土地などの固定資産を交換した場合の所得税の特例

個人が資産の交換を行った場合、交換により譲渡する資産の含み益については、譲渡所得の金額として所得税などの譲渡税が課税されます。ただし、土地や建物などの固定資産を同じ種類の固定資産と交換した場合には、譲渡がなかったものとする税制上の特例が設けられています。これを「固定資産の交換の特例」といいます。

固定資産の交換の特例の適用を受けるためには、次の要件を満たす必要があります。

交換により譲渡する資産および取得する資産は、いずれも固定資産であること。

このため、不動産業者が棚卸資産として販売のために所有している土地や建物については、固定資産の交換の特例の対象になりません。

交換により譲渡する資産および取得する資産は、いずれも土地と土地、建物と建物のように互いに同じ種類の資産であること。

この場合において、借地権は土地の種類に含まれるので、地主が建物の敷地として貸している土地の一部とその土地の借地人が有する借地権の一部との交換も、土地と土地との交換に該当します。

交換により譲渡する資産は、1年以上所有していたものであること。

交換により取得する資産は、交換の相手が1年以上所有していたものであり、かつ交換のために取得したものでないこと。

交換により取得する資産を、譲渡する資産の交換直前の用途と同じ用途に使用すること。

交換する固定資産が土地や建物の場合、用途は次のように区分されます。

①土地については、宅地、田畑、鉱泉地、池沼、山林、牧場または原野等に区分されます。

②建物については、居住用、店舗または事務所用、工場用、倉庫用、その他用に区分されます。

交換により譲渡する資産の時価と取得する資産の時価との差額(交換差金)が、これらの時価のうちいずれか高い方の価額の20%以内であること。
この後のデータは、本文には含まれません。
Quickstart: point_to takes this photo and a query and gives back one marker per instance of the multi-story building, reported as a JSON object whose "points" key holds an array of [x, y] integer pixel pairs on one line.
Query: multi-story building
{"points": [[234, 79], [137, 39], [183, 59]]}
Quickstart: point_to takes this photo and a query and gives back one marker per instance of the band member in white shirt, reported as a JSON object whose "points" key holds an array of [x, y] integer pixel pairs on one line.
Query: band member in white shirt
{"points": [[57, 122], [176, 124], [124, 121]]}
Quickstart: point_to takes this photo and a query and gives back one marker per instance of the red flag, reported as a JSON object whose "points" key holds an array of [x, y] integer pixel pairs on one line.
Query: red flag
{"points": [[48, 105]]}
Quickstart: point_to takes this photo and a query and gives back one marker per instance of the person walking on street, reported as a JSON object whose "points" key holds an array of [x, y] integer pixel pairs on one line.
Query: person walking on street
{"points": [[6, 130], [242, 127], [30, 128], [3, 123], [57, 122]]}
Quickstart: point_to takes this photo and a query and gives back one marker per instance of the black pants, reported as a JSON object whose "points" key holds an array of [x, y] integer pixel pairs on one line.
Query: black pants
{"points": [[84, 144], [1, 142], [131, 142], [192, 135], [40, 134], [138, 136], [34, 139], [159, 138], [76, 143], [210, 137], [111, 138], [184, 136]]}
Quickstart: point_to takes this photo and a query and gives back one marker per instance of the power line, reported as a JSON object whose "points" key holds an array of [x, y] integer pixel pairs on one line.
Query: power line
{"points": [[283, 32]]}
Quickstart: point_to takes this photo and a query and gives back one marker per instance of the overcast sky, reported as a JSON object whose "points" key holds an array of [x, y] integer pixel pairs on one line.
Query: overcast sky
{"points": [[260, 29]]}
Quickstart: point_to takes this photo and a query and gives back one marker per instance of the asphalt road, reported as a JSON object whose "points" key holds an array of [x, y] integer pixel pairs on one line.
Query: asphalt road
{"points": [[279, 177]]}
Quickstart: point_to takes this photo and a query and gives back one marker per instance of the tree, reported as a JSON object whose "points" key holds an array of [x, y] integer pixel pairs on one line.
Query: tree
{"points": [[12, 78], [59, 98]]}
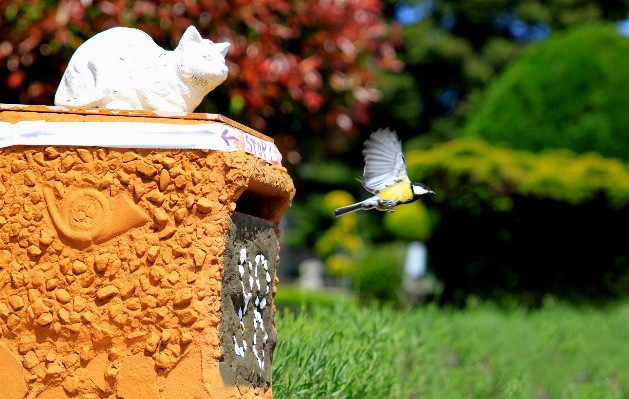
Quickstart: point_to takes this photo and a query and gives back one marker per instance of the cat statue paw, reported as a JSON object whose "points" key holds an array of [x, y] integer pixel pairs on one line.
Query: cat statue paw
{"points": [[123, 68]]}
この場合において、交換の相手方から交換差金を受け取ったときは、その交換差金に対しては所得税が課税されます。

確定申告をすること

固定資産の交換の特例の適用を受けるためには、所得税の確定申告書に所定の事項を記載し、譲渡所得の内訳書を添付することが必要です。

なお、不動産を交換した場合には、交換により取得した不動産につき不動産取得税が課税されるほか、交換した不動産について所有権移転登記をした場合には、登録免許税が課税されます。

本コンテンツの内容について

このコンテンツは平成28年4月1日現在の法令に基づいて作成されています。